Hyperplanes not intersecting points on a cube

Question

Consider the set of points in $\mathbb{R}^n$ with coordinates in $\{-1, 0, 1\}$. Find a hyperplane passing through the origin that contains no points in the set besides the origin.

This is simple if we don't give any constraints on the hyperplane. Even if define the hyperplane by a normal vector in $\mathbb{Z}^n$, it is simple. However, what if we require every coordinate of the normal vector to be an integer bounded in absolute value by some polynomial in $n$? Does such a hyperplane exist?

Answer 1

No. Let the normal vector be $(a_1,\ldots, a_n)$. If these numbers are $poly(n)$ small integers, then there is an $I$ and $J$ such that $\sum_{i\in I} a_i=\sum_{j\in J} a_j$ by the pigeon hole principle. But then we have $\sum_{i=1}^n \varepsilon_i a_i=0$ for some $\varepsilon \in \{-1,0,1\}^n$.

Answer 2

Just to add to Domotor's answer, any hyperplane whose normal vector has polynomially bounded coefficients (in fact bounded by $2^{o(n)}$) contains an entire face (i.e. subcube) of the cube of dimension $n - o(n)$. This follows from the Sauer-Shelah lemma.
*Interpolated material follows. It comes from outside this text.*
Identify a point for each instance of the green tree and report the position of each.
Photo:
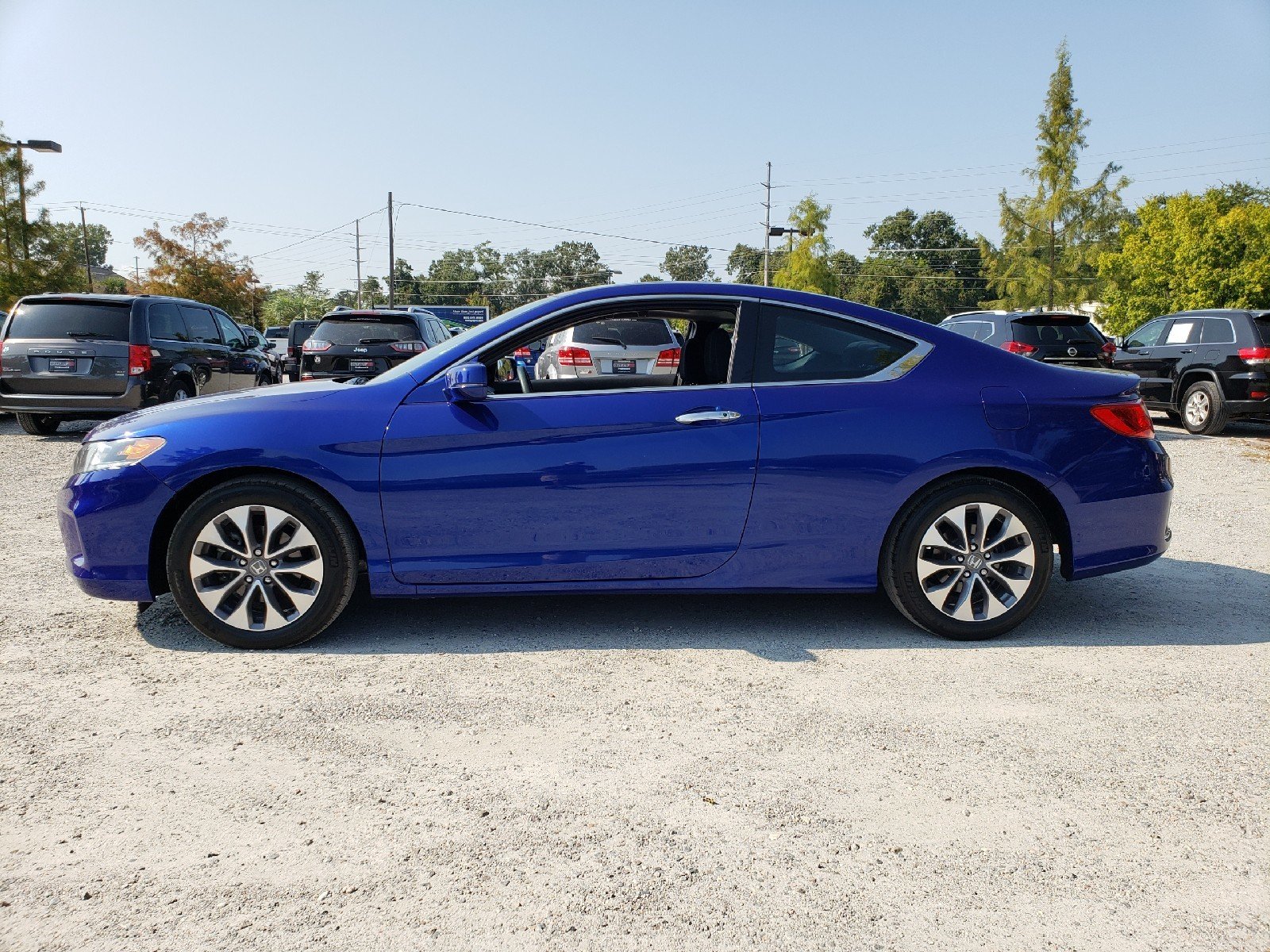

To be precise, say each $|a_i| \leq n^c$. Then for any $I \subseteq [n]$, $\sum_{i \in I}{a_i} \in \mathbb{Z} \cap [-n^{c+1}, n^{c+1}]$. So by averaging there exists some integer $b: |b| \leq n^{c+1}$, for which $\mathcal{I}_b = |\{I: \sum_{i \in I}{a_i} = b\}| \geq 2^{n-1} n^{-c - 1} = 2^{n - o(n)}$. Then according to Sauer-Shelah, there exists a set $S \subseteq [n]$ of size $n - o(n)$ shattered by $\mathcal{I}_b$, i.e. for each $T \subseteq S$ there exists $I \in \mathcal{I}_b$ such that $I \cap S = T$. This means that for any $\epsilon \in \{-1, 0, 1\}^S$, there exists a $\delta \in \{-1, 0, 1\}^n$ such that $\sum{\delta_i a_i} = 0$ and $\forall i\in S: \delta_i = \epsilon_i$. In other words, the hyperplane normal to $a_1, \ldots, a_n$ contains the entire subcube corresponding to $S$ (i.e. the projection of the full dimensional cube onto the coordinate subspace corresponding to $S$).